University Of Minnesota-Twin Cities, Minneapolis MN

Investigators

Abstract

Problem solving is an innate capability that humans develop through evolution and experience. Compared to human intelligence that can solve general and complex problems, current AI systems only perform well in narrow and structured tasks. With the overarching goal of bridging this gap, this project develops AI systems that can understand general real-world tasks (e.g., How to set up a tent? How to teach kids to garden? How to travel in London?) and come up with solutions with step-by-step language and visual guidance. It will allow for real-world tasks to be solved even in general and complex circumstances, resulting in more human-like AI. Ultimately, the project will take a step forward toward artificial general intelligence. The project will provide a publicly available dataset, a framework of computational models, and a mobile application prototype. Furthermore, this project will support integrated research and education with a focus on increasing minority participation through K-12 outreach, underrepresented and undergraduate mentoring, and curriculum development. This project proposes a VisualHow problem that represents a rich spectrum of real-world tasks. The generality and complexity of the problem call for capabilities to understand the visual and textual contents of the task, reason with knowledge relevant to the task, and generate step-by-step multimodal descriptions about how the task can be completed. This project aims to achieve these goals in three tasks. First, generate a new dataset with diverse and real-world tasks and solutions, with rich annotations of key semantics and task structures to guide the multimodal attention and structural reasoning.

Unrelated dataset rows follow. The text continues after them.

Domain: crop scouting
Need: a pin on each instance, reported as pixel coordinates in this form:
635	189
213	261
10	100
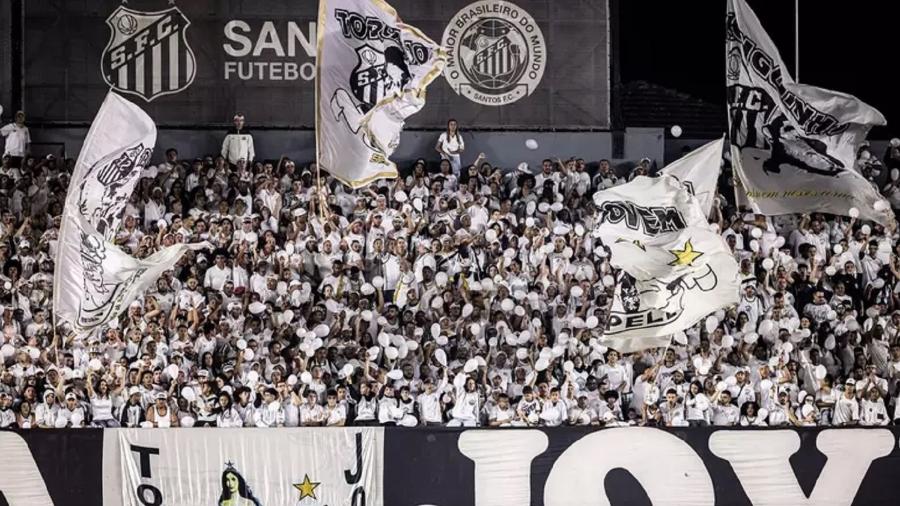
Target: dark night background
847	46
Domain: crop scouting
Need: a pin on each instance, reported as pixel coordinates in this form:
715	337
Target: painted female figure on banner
235	491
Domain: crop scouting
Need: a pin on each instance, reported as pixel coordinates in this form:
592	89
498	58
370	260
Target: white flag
95	280
793	146
372	72
674	281
698	171
644	208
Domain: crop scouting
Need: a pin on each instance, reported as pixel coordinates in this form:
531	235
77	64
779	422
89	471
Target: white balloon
821	372
188	394
712	323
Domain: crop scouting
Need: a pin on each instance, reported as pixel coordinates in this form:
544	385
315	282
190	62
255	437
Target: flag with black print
372	72
793	145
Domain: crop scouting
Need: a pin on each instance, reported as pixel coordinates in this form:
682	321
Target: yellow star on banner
307	488
685	256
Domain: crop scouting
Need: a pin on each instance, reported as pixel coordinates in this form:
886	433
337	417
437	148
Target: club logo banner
514	64
302	466
565	466
148	54
497	52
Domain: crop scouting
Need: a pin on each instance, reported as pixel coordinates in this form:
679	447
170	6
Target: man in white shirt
18	140
846	411
218	274
430	402
238	144
554	412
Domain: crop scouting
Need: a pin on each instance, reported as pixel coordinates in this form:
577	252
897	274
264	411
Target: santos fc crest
148	54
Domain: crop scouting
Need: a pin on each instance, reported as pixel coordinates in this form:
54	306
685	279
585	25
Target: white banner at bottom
244	467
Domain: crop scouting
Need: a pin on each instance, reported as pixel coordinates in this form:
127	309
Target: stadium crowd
469	295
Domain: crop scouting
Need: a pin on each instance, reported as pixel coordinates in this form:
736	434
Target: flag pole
797	40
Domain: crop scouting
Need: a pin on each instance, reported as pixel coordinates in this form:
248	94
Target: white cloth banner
372	72
644	208
698	171
678	278
95	280
245	467
793	146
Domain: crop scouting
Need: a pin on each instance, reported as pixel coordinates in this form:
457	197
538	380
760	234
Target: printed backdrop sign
247	466
522	63
563	466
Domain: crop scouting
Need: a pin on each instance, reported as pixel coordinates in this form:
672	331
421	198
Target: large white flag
698	171
674	280
372	71
95	280
304	466
644	208
793	146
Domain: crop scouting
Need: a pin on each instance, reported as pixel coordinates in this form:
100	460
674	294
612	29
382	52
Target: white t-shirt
452	144
845	411
17	139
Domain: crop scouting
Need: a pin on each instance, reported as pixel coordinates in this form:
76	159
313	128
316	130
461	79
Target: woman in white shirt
696	406
101	403
228	416
450	145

Second, develop a novel framework in which a series of models are derived for explainable VisualHow learning to understand the visual-textual contents and generate steps to complete real-world tasks. Third, develop novel methods to generalize the models with knowledge and validate them on mobile platforms to assist people in real-world applications. Achieving these goals will not only lead to new vision-language tasks and computational methods for real-world problem solving, but also spur innovations in the development of explainable and generalizable AI models and systems. This award reflects NSF's statutory mission and has been deemed worthy of support through evaluation using the Foundation's intellectual merit and broader impacts review criteria.